Tangy vanilla bean panna cotta
2 tablespoons cold water
2 teaspoons unflavored powdered gelatin
2 cups heavy cream
1/3 cup granulated sugar
1 vanilla bean, split lenghtwise
1/4 teaspoon salt
1 cup well-shaken buttermilk
1 cup sour cream
-In a small bowl, whisk together cold water and gelatin and let soften for 5 minutes.
-In a medium saucepan, combine heavy cream, sugar, vanilla bean, and salt. Cook over medium-low heat, stirring often to dissolve sugar, until mixture is hot (don’t let it boil!). Remove from heat and whisk in gelatin mixture until smooth. Let mixture cool for 5 to 10 minutes. Remove vanilla bean and scrape the caviar into pan, discarding the pod.
-In a large bowl, whisk together buttermilk and sour cream and then whisk into heavy cream mixture until smooth.

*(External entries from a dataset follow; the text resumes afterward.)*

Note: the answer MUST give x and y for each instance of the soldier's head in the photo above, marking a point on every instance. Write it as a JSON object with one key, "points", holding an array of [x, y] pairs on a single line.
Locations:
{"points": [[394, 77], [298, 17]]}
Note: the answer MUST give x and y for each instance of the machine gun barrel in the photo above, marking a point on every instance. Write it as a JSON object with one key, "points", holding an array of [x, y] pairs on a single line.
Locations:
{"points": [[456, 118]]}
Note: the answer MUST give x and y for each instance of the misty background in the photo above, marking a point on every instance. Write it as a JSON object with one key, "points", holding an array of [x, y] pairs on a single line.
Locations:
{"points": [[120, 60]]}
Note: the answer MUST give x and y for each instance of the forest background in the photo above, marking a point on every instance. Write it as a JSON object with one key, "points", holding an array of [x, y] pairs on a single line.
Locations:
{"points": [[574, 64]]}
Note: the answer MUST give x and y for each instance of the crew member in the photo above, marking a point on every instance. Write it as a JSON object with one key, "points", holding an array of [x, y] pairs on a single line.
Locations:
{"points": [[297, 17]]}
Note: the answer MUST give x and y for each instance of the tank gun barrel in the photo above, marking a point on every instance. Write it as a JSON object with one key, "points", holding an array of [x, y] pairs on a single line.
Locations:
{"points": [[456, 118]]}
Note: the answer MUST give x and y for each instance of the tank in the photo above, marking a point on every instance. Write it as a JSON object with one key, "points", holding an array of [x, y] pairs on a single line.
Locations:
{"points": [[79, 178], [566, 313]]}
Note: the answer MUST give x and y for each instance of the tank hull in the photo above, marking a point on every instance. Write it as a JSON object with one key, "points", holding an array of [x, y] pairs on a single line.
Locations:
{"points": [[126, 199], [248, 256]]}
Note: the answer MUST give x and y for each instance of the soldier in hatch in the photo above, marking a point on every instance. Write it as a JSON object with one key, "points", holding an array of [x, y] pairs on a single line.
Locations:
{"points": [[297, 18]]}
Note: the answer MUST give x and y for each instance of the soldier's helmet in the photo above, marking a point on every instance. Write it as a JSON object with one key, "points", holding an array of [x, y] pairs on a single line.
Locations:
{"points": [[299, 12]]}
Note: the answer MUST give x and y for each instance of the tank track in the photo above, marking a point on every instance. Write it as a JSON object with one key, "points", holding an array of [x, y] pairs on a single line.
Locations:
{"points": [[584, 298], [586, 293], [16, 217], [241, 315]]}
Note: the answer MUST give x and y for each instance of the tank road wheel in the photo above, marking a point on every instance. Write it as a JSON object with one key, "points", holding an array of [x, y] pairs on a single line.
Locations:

Divide texture equally among 6 6-ounce ramekins, custard cups, or coffee cups. Chill, uncovered, until firm, 3 to 4 hours. To serve, unmold panna cottas onto dessert dishes or serve straight from the ramekins in which they were chilled.
*Turn it into Honey-vanilla panna cotta: Reduce granulated sugar to 1/4 cup and add 1/4 cup honey along the sugar.